The Asperger's traits addressed in this post include:
*Sensitivity to sensory input
Now that I am writing this blog, I am becoming more aware of terms that relate to Asperger's syndrome and autism. One of these terms is "sensory integration dysfunction." I stumbled onto this term while completing a medical questionnaire, and found out that it's an experience I am very familiar with--only I always described sensory integration dysfunction with these words: "I can't get comfortable."
Here's an overview of the topic from WebMD.com:
Please click: Sensory Integration Dysfunction
When sensory integration dysfunction (haha, I'm having fun typing that over and over) strikes out of the blue, I may start behaving in a strange way, because my discomfort is absolutely intolerable. Finding relief may be the only thing I can think about, and sometimes I can't politely and patiently explain why I burst into tears, hurry out of a crowded room, or get that sudden pained expression on my face.
This is how auditory SID feels in a public restaurant: stressful. Understanding one person's words can be very hard, when my brain is fighting to screen out the sounds of customers chattering, silverware clinking, water being poured, chairs being scraped, music crooning across the sound system, the footsteps of the servers, the central heating / cooling system, doors opening and shutting, racket from the kitchen, laughter, chewing, and slurping. My heart rate is up just from defining all those sounds! And, no, I'm not in a restaurant listening right now. These sounds are memorized from long exposure, and I hate them. I hate them because they are too loud. They make a fun time with friends exhausting for me.
I think I'll go back to bed.
Oh, yeah. Bed can be exhausting too. When I used to tell my dad and mom, night after night, "I can't get comfortable," I was in bed! Who thinks bed is uncomfortable, for partridge's sake? Only somebody with sensory integration dysfunction, I'm thinking . . . .

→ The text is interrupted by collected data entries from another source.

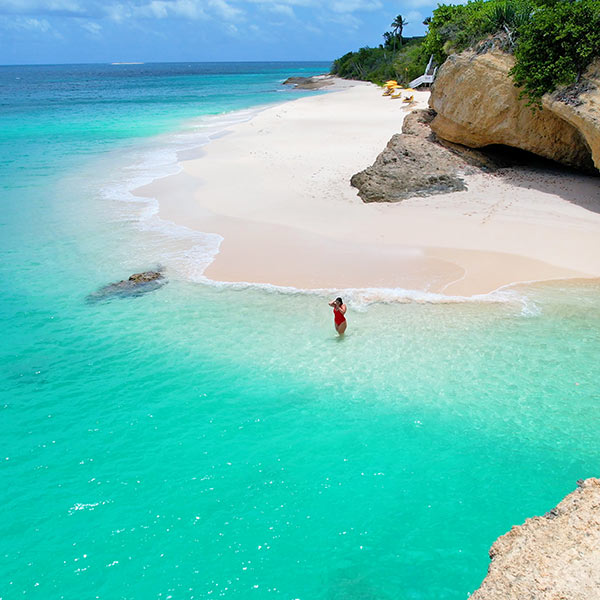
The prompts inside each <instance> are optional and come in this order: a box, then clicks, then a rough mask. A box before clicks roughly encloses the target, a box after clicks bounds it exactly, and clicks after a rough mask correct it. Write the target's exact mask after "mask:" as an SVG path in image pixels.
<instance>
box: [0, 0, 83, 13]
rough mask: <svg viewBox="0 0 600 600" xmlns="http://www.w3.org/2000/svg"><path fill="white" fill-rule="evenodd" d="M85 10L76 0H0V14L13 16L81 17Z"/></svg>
mask: <svg viewBox="0 0 600 600" xmlns="http://www.w3.org/2000/svg"><path fill="white" fill-rule="evenodd" d="M85 12H86V10H85V9H84V8H83V6H82V5H81V3H80V2H78V1H77V0H2V1H1V2H0V13H2V14H14V15H51V14H59V15H61V14H62V15H81V14H84V13H85Z"/></svg>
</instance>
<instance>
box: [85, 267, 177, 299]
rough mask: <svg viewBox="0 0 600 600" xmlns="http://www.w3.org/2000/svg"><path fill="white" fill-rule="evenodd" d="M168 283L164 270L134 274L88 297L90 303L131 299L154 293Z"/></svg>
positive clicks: (143, 272)
mask: <svg viewBox="0 0 600 600" xmlns="http://www.w3.org/2000/svg"><path fill="white" fill-rule="evenodd" d="M166 282H167V280H166V278H165V277H164V275H163V274H162V269H160V268H159V269H157V270H156V271H144V272H143V273H134V274H133V275H131V276H130V277H129V279H123V280H122V281H117V282H116V283H110V284H109V285H105V286H104V287H102V288H100V289H99V290H98V291H96V292H94V293H93V294H90V295H89V296H88V297H87V301H88V302H100V301H102V300H111V299H113V298H130V297H132V296H141V295H142V294H147V293H148V292H153V291H154V290H157V289H158V288H159V287H161V286H162V285H164V284H165V283H166Z"/></svg>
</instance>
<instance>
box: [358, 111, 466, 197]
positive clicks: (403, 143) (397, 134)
mask: <svg viewBox="0 0 600 600" xmlns="http://www.w3.org/2000/svg"><path fill="white" fill-rule="evenodd" d="M431 116H432V115H430V112H429V111H414V112H413V113H411V114H410V115H407V116H406V118H405V120H404V125H403V127H402V132H403V133H402V134H396V135H394V136H392V138H391V139H390V141H389V142H388V144H387V146H386V147H385V149H384V150H383V152H382V153H381V154H380V155H379V156H378V157H377V158H376V159H375V162H374V163H373V165H372V166H370V167H368V168H366V169H365V170H364V171H361V172H360V173H356V174H355V175H353V176H352V179H351V180H350V183H351V184H352V185H353V186H354V187H355V188H357V189H358V194H359V196H360V197H361V198H362V200H363V202H399V201H400V200H404V199H405V198H410V197H413V196H430V195H431V194H441V193H445V192H457V191H462V190H466V189H467V188H466V186H465V183H464V181H463V180H462V179H461V178H460V176H459V173H460V172H464V171H465V170H466V169H467V164H466V162H465V161H464V160H463V159H461V158H460V157H459V156H457V155H456V154H454V153H452V152H449V151H448V150H446V149H445V148H443V147H441V146H440V145H438V144H437V143H435V141H434V139H433V138H432V136H431V131H430V129H429V120H430V119H431Z"/></svg>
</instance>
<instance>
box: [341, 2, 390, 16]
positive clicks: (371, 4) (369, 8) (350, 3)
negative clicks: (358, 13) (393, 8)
mask: <svg viewBox="0 0 600 600" xmlns="http://www.w3.org/2000/svg"><path fill="white" fill-rule="evenodd" d="M381 7H382V5H381V2H379V0H335V2H332V3H331V8H332V9H333V10H334V11H335V12H337V13H354V12H361V11H372V10H379V9H380V8H381Z"/></svg>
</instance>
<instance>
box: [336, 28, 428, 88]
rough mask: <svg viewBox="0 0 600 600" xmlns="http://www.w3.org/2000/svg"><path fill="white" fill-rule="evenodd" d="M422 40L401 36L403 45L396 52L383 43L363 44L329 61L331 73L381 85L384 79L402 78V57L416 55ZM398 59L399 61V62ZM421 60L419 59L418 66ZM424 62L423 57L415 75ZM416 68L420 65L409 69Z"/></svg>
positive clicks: (346, 78)
mask: <svg viewBox="0 0 600 600" xmlns="http://www.w3.org/2000/svg"><path fill="white" fill-rule="evenodd" d="M423 39H424V38H423V37H415V38H403V45H402V47H401V48H400V49H399V50H398V51H394V50H392V49H391V48H390V46H389V44H386V45H385V46H383V45H382V46H379V47H378V48H369V47H365V48H361V49H360V50H358V52H348V53H347V54H344V56H342V57H341V58H338V59H337V60H335V61H334V62H333V66H332V68H331V72H332V73H333V74H334V75H337V76H338V77H343V78H345V79H361V80H363V81H371V82H373V83H377V84H382V83H383V82H385V81H387V80H388V79H398V80H401V79H402V80H404V79H403V76H404V74H405V73H406V71H405V67H406V66H407V62H406V61H407V58H406V57H407V56H410V57H411V58H410V59H409V60H412V58H416V56H417V55H418V53H419V50H418V49H419V48H420V47H421V46H422V43H423ZM411 53H412V54H411ZM398 60H400V62H399V63H398ZM422 63H423V61H422V60H421V61H420V62H419V65H421V64H422ZM426 64H427V60H425V64H424V65H423V66H422V70H421V71H420V72H419V73H417V75H415V77H418V76H419V75H422V74H423V70H424V69H425V65H426ZM397 65H400V68H401V69H402V71H399V70H398V66H397ZM419 68H421V67H420V66H419V67H413V68H412V70H411V72H414V70H415V69H417V70H418V69H419ZM409 81H410V80H409Z"/></svg>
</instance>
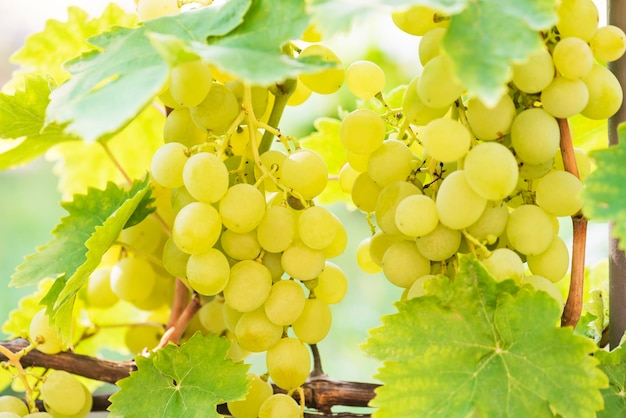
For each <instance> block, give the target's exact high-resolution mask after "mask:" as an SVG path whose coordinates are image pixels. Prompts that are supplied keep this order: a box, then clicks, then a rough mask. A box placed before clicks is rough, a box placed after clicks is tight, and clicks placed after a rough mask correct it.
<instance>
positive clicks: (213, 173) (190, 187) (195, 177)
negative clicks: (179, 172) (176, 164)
mask: <svg viewBox="0 0 626 418" xmlns="http://www.w3.org/2000/svg"><path fill="white" fill-rule="evenodd" d="M183 180H184V184H185V188H186V189H187V191H188V192H189V194H190V195H191V196H193V198H194V199H196V200H198V201H200V202H205V203H214V202H217V201H218V200H220V199H221V198H222V197H223V196H224V194H226V190H228V169H227V168H226V166H225V165H224V162H223V161H222V160H220V159H219V158H218V157H217V156H215V155H213V154H211V153H208V152H200V153H198V154H194V155H192V156H191V157H189V159H188V160H187V163H186V164H185V167H184V169H183Z"/></svg>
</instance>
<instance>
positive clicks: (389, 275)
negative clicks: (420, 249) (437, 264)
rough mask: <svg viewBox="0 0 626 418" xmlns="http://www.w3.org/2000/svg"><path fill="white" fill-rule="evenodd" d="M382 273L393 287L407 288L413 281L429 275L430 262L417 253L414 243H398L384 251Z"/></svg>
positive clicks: (426, 258) (393, 244) (393, 245)
mask: <svg viewBox="0 0 626 418" xmlns="http://www.w3.org/2000/svg"><path fill="white" fill-rule="evenodd" d="M383 273H385V277H386V278H387V280H389V281H390V282H391V283H393V284H394V285H396V286H398V287H404V288H409V287H411V285H412V284H413V282H414V281H415V280H417V279H419V278H420V277H422V276H425V275H426V274H430V260H429V259H427V258H426V257H424V256H423V255H422V254H421V253H420V252H419V250H418V249H417V246H416V245H415V242H414V241H399V242H396V243H394V244H391V246H389V248H388V249H387V251H385V255H384V256H383Z"/></svg>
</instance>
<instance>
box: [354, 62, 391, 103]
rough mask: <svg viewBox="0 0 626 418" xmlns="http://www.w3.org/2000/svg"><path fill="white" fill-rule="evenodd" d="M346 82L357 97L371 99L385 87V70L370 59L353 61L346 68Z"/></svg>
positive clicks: (384, 87) (365, 98)
mask: <svg viewBox="0 0 626 418" xmlns="http://www.w3.org/2000/svg"><path fill="white" fill-rule="evenodd" d="M346 84H347V85H348V88H349V89H350V92H351V93H352V94H354V95H355V96H356V97H358V98H359V99H372V98H373V97H374V96H375V95H376V94H378V93H380V92H382V91H383V88H385V72H384V71H383V69H382V68H380V67H379V66H378V64H376V63H374V62H372V61H366V60H362V61H355V62H353V63H352V64H350V66H349V67H348V69H347V70H346Z"/></svg>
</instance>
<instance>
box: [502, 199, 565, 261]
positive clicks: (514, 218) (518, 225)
mask: <svg viewBox="0 0 626 418" xmlns="http://www.w3.org/2000/svg"><path fill="white" fill-rule="evenodd" d="M506 236H507V239H508V241H509V243H510V244H511V245H512V246H513V248H514V249H515V250H516V251H518V252H520V253H522V254H524V255H533V254H540V253H542V252H544V251H545V250H547V249H548V247H549V246H550V243H551V242H552V239H553V238H554V231H553V229H552V221H551V220H550V217H549V216H548V214H547V213H546V212H544V211H543V209H541V208H540V207H537V206H535V205H521V206H519V207H518V208H517V209H515V210H514V211H513V212H511V214H510V215H509V221H508V222H507V225H506Z"/></svg>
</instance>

I am blessed that SID does not affect my enjoyment of hugs, as it does for so many autistic people. Tactile sensory dysfunction strikes in peculiar ways. There are those who hate the feel of a tag in an undershirt and have worn their undershirts inside out for decades. There are those who put off haircuts as long as possible, simply because they don't like to feel the barber touching their heads. There are those whose family laughingly call them porcupines because they wiggle out of any embrace. It's not being weird. It's being on the autism spectrum.
For me, though, the intensity of SID is generally on a lower scale, more along the lines of High Sensitivity. I discovered a long time ago that I am what is termed a Highly Sensitive Person. My normal daily experience fits the HSP profile better than the SID profile (thank God). For an explanation of the difference, see this FAQ on "The Highly Sensitive Person."
Light and smells can also be overpowering to many Aspies. Chronic headaches can be triggered by hypersenstivity to perfumes and air fresheners, etc. as well as bright lights. My first headache ever came while "enjoying" a drive-through Christmas lights display.
More on the Christmas season later - and prepare your minds, because I seriously suspect that the Grinch had Asperger's traits. After all, even Dr. Suess wasn't 100% sure why the Grinch stole Christmas. But let me remind y'all that Mr. Grinch changed for the better as a result of his experiences. Christmas isn't called the season of hope and joy for nothing.
How this topic applies to Christian living:
I Thessalonians 5:14
Now we exhort you, brethren, warn them that are unruly, comfort the feebleminded, support the weak, be patient toward all men.